Part of it is, I think, feeling like this thing is ending, but nothing else is really beginning. I'm more than a month away from the draft, before I know anything else about what is happening. Just...hanging out. Going to a couple ordinations this week, and then I'm going home for my sister's wedding.
And that's part of it too. What's next is that I'm spending three weeks at home getting ready for her wedding. Which will definitely be long enough. I'm frustrated because I'm the only person who is taking that much time off from work and - life, really - to be there for this wedding, and no one seems to really appreciate that. I don't live there anymore, and I don't have friends there, and there's really nothing for me to do except...be in my parents' dealing with wedding stuff. And every time we talk about the wedding, I feel inadequate. Like love is the one thing I haven't proven I can be successful at, and what's wrong with me that this is true? Every time my mom goes on one of her "I can't believe how wonderful Fiancee is" monologues, it leaves me feeling 4 inches tall. Like if I were only skinnier/prettier/more graceful/more ladylike/more alluring/more perfect/smarter/funnier/ontologically just...better...somehow, someone would want me. But I'm not, and no one does, and so I'll just have to a) try harder at that particular endeavor, and b) gird my loins, try my hardest, and do all these other things, so that at least I can claim I'm successful at something, even if it is entirely by myself. And I'm just not looking forward to being confronted with that every moment of every day for three weeks.

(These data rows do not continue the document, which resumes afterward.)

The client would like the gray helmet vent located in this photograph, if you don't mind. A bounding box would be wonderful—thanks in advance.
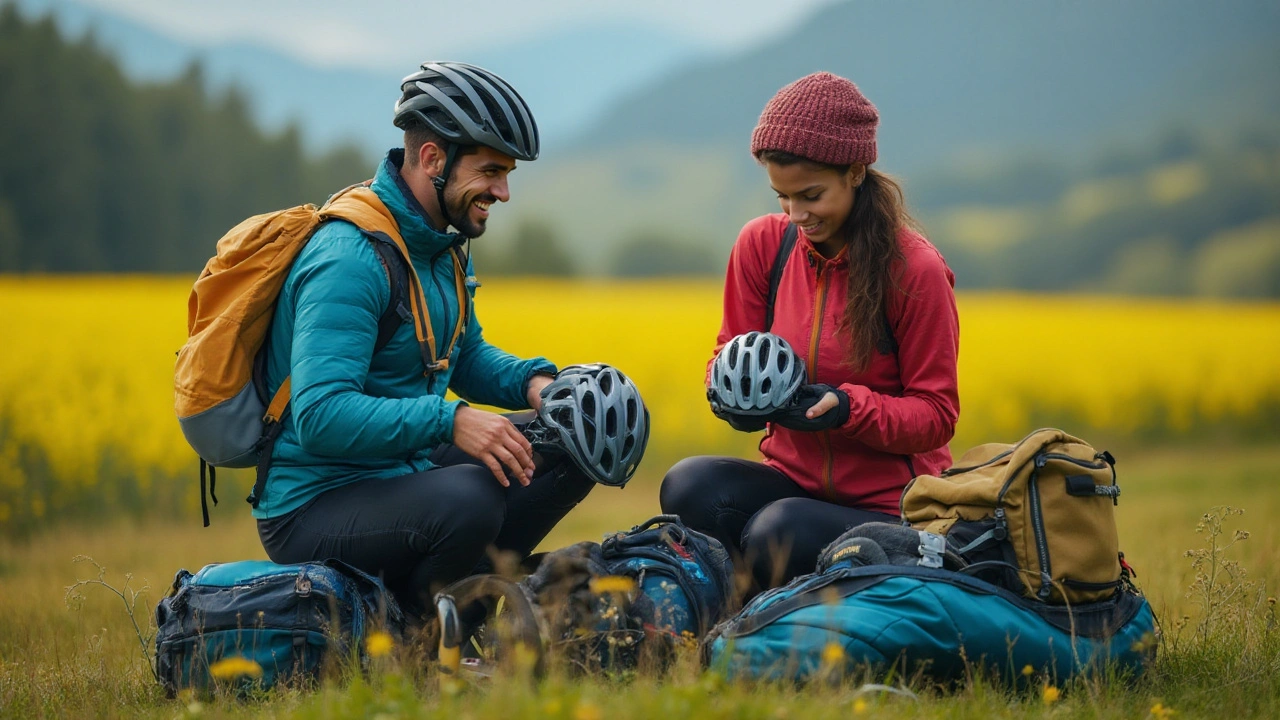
[396,61,539,161]
[710,331,806,415]
[525,364,649,487]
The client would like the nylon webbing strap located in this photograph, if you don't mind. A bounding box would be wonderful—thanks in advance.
[262,375,293,423]
[764,223,800,332]
[956,528,996,555]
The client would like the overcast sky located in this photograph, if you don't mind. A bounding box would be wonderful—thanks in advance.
[79,0,832,68]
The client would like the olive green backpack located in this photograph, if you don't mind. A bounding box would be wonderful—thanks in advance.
[901,428,1128,605]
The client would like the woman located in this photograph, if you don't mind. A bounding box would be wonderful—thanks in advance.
[660,73,960,588]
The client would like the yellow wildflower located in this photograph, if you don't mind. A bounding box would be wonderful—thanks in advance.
[365,630,396,657]
[590,575,636,594]
[209,655,262,680]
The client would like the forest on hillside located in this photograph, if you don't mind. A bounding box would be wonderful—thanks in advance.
[0,5,372,273]
[0,4,1280,297]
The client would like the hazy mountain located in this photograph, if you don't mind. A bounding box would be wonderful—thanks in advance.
[580,0,1280,172]
[17,0,700,156]
[489,0,1280,270]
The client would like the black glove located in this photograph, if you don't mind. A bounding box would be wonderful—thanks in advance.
[768,383,849,433]
[707,389,769,433]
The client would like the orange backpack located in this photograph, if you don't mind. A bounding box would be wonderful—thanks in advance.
[174,183,468,527]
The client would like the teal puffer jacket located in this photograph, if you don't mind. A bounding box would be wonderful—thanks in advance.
[253,150,556,518]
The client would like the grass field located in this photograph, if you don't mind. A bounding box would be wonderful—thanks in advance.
[0,278,1280,720]
[0,447,1280,720]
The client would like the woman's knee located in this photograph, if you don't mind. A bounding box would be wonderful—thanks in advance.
[658,455,723,515]
[741,497,812,588]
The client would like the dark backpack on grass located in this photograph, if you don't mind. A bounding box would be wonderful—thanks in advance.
[521,515,733,671]
[155,560,404,696]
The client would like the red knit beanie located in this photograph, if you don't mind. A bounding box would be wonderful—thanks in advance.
[751,73,879,165]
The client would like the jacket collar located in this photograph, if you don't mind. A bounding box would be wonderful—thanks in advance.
[800,231,849,265]
[372,147,462,263]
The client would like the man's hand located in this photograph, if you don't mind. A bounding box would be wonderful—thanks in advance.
[525,374,553,410]
[453,407,534,487]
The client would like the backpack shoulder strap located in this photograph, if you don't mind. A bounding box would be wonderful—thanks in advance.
[320,184,466,375]
[764,223,800,332]
[372,240,413,352]
[764,223,897,355]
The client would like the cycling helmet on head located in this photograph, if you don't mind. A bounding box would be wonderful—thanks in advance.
[396,61,538,161]
[525,364,649,487]
[396,61,538,229]
[707,331,805,415]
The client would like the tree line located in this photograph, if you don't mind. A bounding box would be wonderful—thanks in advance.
[0,4,372,273]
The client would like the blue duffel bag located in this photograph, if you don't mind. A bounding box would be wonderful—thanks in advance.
[707,561,1156,682]
[155,560,404,696]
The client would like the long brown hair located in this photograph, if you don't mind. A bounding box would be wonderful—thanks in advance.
[756,150,919,372]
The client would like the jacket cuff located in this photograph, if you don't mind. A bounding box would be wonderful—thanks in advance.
[838,383,874,436]
[428,400,470,447]
[520,357,559,410]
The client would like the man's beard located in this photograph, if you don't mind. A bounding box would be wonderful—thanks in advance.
[444,188,498,238]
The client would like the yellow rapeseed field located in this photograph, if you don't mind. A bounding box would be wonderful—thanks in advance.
[0,277,1280,529]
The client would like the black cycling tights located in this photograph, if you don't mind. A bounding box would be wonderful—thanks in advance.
[257,416,593,619]
[660,456,899,589]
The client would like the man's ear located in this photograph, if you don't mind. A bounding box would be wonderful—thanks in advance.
[417,142,444,178]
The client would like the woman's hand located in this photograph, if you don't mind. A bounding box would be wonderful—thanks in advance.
[804,389,840,420]
[769,383,849,433]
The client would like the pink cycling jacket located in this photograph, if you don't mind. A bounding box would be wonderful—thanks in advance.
[708,213,960,515]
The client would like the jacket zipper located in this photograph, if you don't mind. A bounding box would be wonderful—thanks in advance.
[809,260,836,501]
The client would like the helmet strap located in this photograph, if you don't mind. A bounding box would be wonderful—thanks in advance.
[431,142,460,232]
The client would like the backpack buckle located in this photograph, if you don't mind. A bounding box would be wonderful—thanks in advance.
[918,530,947,568]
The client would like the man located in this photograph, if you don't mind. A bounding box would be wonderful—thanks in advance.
[253,63,593,619]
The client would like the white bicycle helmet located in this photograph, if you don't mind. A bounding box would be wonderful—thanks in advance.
[525,364,649,487]
[707,331,806,415]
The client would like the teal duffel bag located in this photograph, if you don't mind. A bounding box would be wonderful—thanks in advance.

Part of it is, I think, that I'm just not sure why this is that big of a deal. There was never any doubt in my mind that I would graduate, that I would be able to complete the requirements to obtain this degree. It's not my dream, it's not my life's goal, it's just...apparently the direction God has led/is leading me, and it's where I am now, so, whatevs.
And I think because I think all of these things - that I don't feel the way I'm supposed to, that I'm disconnected from the people I care most about, that I don't have anything really to look forward to, that I don't think it's a huge deal - makes me feel even more like I just don't really fit in anywhere right now. Because I don't think anyone else feels that way...which makes it hard to be excited...let the cycle begin again....
Eh. I'm ready for it to be over, that's how I feel. Is that terrible?